2014 Intern, Katherine Sullivan, lives near American Promise's expedition base in Kittery, ME. She is a small business owner and teaches Marine Biology and Scientific Inquiry at York Community College in Maine and is excited to get her hands dirty, sandy and salty to make a difference to our one, big ocean.
What inspires me to act on behalf of the oceans? Let’s start with this. Crabs might have six legs, but they don’t have any hands. They are detritivores, and do the best they can, but they can only handle organic debris. They need us two handed types to take care of the inorganic debris. It is the oneness that inspires me; that we and the crabs share a common ancestor, that there is only one ocean, and we all depend on it for continued good health, as organisms, as a planet.
We have given different parts of the world ocean different names, and in doing so have created a false sense of separation between us as humans, and between humans and the animals and plants that live in different parts of this amazing planetary circulatory system. I’ve included a photo of my friend celebrating the return of the Emperor penguins from the sea as they paced past McMurdo Station this past March. They were curious about everything they passed, taking the time to look at anything that seemed out of place to them; they sniffed and prodded and looked out of each eye, turning their heads this way and that, picked items up and flung them around. They looked her right in the eye, out of each one of their eyes. They moved on when they felt all was as it should be.

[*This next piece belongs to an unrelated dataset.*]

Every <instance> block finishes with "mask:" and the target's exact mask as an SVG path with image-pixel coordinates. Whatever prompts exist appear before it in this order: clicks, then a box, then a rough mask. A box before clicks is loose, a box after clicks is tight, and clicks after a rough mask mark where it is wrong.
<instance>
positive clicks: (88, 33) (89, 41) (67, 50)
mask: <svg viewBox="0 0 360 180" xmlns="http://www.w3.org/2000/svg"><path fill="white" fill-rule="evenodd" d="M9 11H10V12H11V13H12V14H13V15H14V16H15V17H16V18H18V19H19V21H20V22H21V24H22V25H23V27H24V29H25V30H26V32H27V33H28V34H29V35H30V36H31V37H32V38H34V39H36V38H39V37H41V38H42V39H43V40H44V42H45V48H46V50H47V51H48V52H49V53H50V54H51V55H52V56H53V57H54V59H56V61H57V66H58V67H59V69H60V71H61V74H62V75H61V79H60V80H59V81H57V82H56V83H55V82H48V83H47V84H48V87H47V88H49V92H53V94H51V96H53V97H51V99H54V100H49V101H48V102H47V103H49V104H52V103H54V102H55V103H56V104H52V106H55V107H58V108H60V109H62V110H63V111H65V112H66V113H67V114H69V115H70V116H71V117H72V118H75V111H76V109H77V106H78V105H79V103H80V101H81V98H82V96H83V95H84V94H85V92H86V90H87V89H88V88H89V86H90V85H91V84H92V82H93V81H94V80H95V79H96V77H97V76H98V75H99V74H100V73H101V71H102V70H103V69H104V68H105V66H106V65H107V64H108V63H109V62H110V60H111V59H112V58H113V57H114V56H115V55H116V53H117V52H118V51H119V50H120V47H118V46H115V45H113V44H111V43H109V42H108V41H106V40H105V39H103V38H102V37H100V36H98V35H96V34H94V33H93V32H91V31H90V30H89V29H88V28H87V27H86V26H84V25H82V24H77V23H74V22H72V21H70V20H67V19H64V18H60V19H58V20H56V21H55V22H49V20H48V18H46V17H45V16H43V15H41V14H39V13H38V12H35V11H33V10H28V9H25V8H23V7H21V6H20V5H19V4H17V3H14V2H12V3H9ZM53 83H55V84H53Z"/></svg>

It is our responsibility to do the same, to be curious when things seem to be out of place, to look the situation right in the eye and decide what the right way to handle it is. I love it that I was standing on the shore of the North Atlantic at the same time she was watching penguins make their steady way across the Ross Sea ice shelf. I love it that the current that moves up the North Atlantic shore originates there in Antarctica. I tend to think that whatever we can do here in the Gulf of Maine to work towards a clean ocean will certainly have a positive effect on our local finned, furred, feathered and six legged pinching distant cousins. I believe that it will also sound a subtle positive echo all the way through the sea to Antarctica.